Women who had a high intake of saturated fat had brains that appeared 5 or 6 years older than their biological age, according to study author Dr. Olivia Okereke, a psychiatrist and epidemiologist at the Brigham, while those with the highest consumption of monounsaturated fat had brains that were about 6 or 7 years younger.
“In general, when it comes to dietary fat, the message has been pretty consistent over time that those dietary fats that are beneficial for cardiovascular health might similarly be beneficial for brain health,” said Okereke. Saturated fats are thought to promote inflammation and damage to the arteries.

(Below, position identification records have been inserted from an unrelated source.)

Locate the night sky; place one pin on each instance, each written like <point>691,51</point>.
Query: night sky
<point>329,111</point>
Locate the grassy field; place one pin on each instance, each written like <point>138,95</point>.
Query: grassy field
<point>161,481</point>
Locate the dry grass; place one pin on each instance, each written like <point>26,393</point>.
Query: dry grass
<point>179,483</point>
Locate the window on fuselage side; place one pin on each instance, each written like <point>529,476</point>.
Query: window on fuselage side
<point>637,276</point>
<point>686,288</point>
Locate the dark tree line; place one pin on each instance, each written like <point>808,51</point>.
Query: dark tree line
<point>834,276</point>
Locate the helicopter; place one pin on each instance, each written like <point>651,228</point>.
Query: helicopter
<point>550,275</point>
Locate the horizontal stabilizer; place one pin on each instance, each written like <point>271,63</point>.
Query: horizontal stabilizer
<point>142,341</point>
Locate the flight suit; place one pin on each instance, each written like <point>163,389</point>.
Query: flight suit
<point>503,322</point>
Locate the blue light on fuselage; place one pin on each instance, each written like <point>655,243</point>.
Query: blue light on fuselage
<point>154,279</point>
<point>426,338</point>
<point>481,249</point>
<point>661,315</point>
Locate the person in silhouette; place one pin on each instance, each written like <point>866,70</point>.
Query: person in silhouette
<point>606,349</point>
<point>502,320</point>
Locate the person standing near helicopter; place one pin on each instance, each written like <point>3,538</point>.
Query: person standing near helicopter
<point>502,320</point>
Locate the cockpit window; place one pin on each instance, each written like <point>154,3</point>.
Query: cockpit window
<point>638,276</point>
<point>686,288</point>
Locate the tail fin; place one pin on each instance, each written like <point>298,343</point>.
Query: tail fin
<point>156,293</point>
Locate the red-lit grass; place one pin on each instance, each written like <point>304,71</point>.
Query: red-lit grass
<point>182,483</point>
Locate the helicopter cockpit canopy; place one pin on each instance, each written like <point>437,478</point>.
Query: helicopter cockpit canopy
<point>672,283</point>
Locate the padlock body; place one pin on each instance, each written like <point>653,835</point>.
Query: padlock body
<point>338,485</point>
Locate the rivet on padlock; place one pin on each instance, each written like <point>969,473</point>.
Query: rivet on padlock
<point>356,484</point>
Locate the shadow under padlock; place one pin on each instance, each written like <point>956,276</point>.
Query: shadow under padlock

Total fat intake didn’t appear to have an effect on brain aging, nor did polyunsaturated fats. Oddly, trans fats — which are thought to be even more harmful than saturated fats — were not associated with accelerated cognitive decline in this particular study; they have, though, been implicated in other studies. Okereke said this discrepancy could be due to a low trans fat intake among study participants in her study.
Like most nutrition studies, this one can’t prove that dietary fat has a direct effect on brain function because it didn’t randomly assign women one diet or the other to follow. While the researchers accounted for differences in body weight, smoking, alcohol use, and certain health conditions such as diabetes and hypertension, they couldn’t look at all potential differences between those who ate high amounts of saturated fats compared with those who ate more monounsaturated fats. For example, the study didn’t look at total fruit or vegetable consumption.
That said, enough evidence has accumulated from a host of dietary studies to suggest that it’s wise to limit your intake of saturated fat, opting instead for healthier monounsaturated fats.
“Our analysis suggests if you substitute out 5 percent of your saturated fat calories with 5 percent monounsaturated fats, you could have a 50 percent lower risk,” said Okereke, of having an accelerated decline in your memory and other cognitive functions as you age.
Something as simple as replacing a pat of butter on your bread with a drizzle of olive oil could help protect your brain health over the long haul.